10/26/2018

Special Thanks

  • Special Thanks to SwiftKey for providing the cleaned text data from twitter, blogs and news. I believe that no algorithm can run without the data set
  • Special Thanks to Johns Hopkins University and Coursera for providing technical support
  • Lastly, special thanks to my friend Anthony for giving me valuable suggestions
  • Limitation: Due to the capacity of my own computer, I used a sample from the raw data rather than directly load the data. So, the training set is quite samll, so the current prediction power may not be as high as you expect.

Executive Summary

  • The fundamental objective of this project is to mimic a prediction text inputting tool for example, IPhone's text input, to facilitate typing and reduce error
  • The project can be summarised in 3 steps:
  1. Consolidate raw dataset (use website crawling to collect information). Thankfully, this has been done by swiftkey team.
  2. Design algorithm to recognize the pattern. Here, I am using n-gram algorithm. Thankfully, the R professionals have already compiled some useful R packages for us, such as quanteda and RWeka. We can directly leverage the function rather than write the program from the very beginning.
  3. Lastly, modify the algorithm and design the UI interface. Here, we are using Shiny App.

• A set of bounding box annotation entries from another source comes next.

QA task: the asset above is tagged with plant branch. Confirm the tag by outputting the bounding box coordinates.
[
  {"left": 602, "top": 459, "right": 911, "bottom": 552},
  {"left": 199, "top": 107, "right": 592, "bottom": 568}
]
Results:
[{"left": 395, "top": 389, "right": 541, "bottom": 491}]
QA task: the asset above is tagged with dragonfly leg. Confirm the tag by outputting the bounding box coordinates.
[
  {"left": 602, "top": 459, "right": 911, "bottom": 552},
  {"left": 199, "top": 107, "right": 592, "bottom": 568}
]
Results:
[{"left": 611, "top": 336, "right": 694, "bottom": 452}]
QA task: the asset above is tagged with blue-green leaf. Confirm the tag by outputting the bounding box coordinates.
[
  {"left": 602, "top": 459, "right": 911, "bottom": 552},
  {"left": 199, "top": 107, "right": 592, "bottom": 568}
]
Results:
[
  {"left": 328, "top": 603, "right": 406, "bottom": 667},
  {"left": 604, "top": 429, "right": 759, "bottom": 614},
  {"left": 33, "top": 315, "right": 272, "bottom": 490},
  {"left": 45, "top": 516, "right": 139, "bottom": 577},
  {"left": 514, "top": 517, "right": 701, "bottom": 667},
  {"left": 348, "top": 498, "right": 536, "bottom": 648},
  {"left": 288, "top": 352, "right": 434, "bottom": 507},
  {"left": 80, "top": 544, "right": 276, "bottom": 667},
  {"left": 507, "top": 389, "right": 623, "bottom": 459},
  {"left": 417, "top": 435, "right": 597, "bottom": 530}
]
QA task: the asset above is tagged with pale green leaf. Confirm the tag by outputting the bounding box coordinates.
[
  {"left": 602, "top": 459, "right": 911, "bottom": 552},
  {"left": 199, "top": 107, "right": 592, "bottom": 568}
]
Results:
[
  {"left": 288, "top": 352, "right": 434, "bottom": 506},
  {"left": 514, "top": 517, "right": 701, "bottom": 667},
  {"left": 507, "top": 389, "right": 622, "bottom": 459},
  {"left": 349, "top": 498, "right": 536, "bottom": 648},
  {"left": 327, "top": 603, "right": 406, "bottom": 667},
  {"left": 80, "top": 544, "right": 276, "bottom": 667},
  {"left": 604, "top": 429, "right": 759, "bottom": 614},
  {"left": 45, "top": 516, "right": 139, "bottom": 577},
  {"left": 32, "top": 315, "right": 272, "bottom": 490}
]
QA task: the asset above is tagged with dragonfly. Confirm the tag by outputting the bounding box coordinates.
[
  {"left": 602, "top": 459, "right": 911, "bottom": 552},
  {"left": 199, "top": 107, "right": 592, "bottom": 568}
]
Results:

About the algorithm: N-gram

  • In a nutshell, N-gram is a common natural language processing algorithm for prediction. The assumption of N-gram is that what the next world is is solely dependent on the previous N words. N can be 1,2,3,4,etc.
  • Therefore, the general approach for this project is:
  1. Get the data set and clean the dataset (eg: remove punctuation, remove number, make letter consistent in upper case or lower case)
  2. Tokenize the dataset. This is to extract the feature of the dataset for analyzing
  3. Use N-gram to predict the next word from the database

Thank you for your attention